Sit in a quiet place and meditate in imagination that body is no more bondage to you, that it is your machine for your work of life, that you are not flesh, that you are the governor of it, that you can use it at pleasure, and that it always obeys your order faithfully. Imagine body as separated from you. When it cries out, stop it instantly, as a mother does her baby. When it disobeys you, correct it by discipline, as a master does his pupil. When it is wanton, tame it down, as a horse-breaker does his wild horse. When it is sick, prescribe to it, as a doctor does to his patient. Imagine that you are not a bit injured, even if it streams blood; that you are entirely safe, even if it is drowned in water or burned by fire.
E-Shun, a pupil and sister of Ryo-an,[1] a famous Japanese master, burned herself calmly sitting cross-legged on a pile of firewood which consumed her.

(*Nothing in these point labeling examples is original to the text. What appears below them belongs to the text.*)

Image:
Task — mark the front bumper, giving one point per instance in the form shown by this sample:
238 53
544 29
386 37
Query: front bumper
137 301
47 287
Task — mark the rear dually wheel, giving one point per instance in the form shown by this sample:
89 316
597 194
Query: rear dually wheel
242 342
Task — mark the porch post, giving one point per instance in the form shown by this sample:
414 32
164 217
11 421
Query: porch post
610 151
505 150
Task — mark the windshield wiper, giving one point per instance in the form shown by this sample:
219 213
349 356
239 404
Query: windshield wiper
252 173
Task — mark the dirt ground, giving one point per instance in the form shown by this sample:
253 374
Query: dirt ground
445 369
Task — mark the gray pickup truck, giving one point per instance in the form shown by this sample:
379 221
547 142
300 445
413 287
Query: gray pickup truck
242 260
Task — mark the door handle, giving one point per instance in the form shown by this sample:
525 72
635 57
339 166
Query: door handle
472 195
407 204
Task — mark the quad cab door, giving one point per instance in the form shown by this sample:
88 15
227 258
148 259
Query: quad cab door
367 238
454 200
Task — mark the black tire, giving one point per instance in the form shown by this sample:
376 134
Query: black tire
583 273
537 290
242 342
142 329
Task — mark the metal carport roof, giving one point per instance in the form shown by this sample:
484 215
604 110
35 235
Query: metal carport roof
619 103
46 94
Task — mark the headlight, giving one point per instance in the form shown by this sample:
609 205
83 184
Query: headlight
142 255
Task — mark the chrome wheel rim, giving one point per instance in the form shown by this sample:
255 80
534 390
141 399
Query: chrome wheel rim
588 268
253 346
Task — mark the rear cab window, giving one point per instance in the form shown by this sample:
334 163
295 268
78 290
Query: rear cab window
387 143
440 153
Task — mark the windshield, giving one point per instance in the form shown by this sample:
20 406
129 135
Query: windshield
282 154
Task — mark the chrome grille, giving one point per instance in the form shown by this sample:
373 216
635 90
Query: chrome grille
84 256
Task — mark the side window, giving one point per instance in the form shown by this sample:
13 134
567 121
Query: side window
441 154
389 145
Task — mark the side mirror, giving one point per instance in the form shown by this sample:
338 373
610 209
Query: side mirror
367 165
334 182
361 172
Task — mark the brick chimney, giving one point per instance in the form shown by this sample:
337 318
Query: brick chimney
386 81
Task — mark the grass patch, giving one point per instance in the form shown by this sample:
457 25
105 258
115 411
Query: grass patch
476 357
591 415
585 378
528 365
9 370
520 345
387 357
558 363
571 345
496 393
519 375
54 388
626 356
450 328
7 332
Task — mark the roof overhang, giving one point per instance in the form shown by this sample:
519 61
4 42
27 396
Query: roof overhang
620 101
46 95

She attained to the complete mastery of her body. Socrates’ self was never poisoned, even if his person was destroyed by the venom he took. Abraham Lincoln himself stood unharmed, even if his body was laid low by the assassin. Masa-shige was quite safe, even if his body was hewed by the traitors’ swords. Those martyrs that sang at the stake to the praise of God could never be burned, even if their bodies were reduced to ashes, nor those seekers after truth who were killed by ignorance and superstition. Is it not a great pity to see a man endowed with divine spirit and power easily upset by a bit of headache, or crying as a child under a surgeon’s knife, or apt to give up the ghost at the coming of little danger, or trembling through a little cold, or easily laid low by a bit of indisposition, or yielding to trivial temptation?
It is no easy matter to be the dictator of body. It is not a matter of theory, but of practice. You must train your body that you may enable it to bear any sort of suffering, and to stand unflinched in the face of hardship. It is for this that So-rai[1] (Ogiu) laid himself on a sheet of straw-mat spread on the ground in the coldest nights of winter, or was used to go up and down the roof of his house, having himself clad in heavy armour. It is for this that ancient Japanese soldiers led extremely simple lives, and that they often held the meeting-of-perseverance,[2] in which they exposed themselves to the coldest weather in winter or to the hottest weather in summer. It is for this that Katsu Awa practised fencing in the middle of night in a deep forest.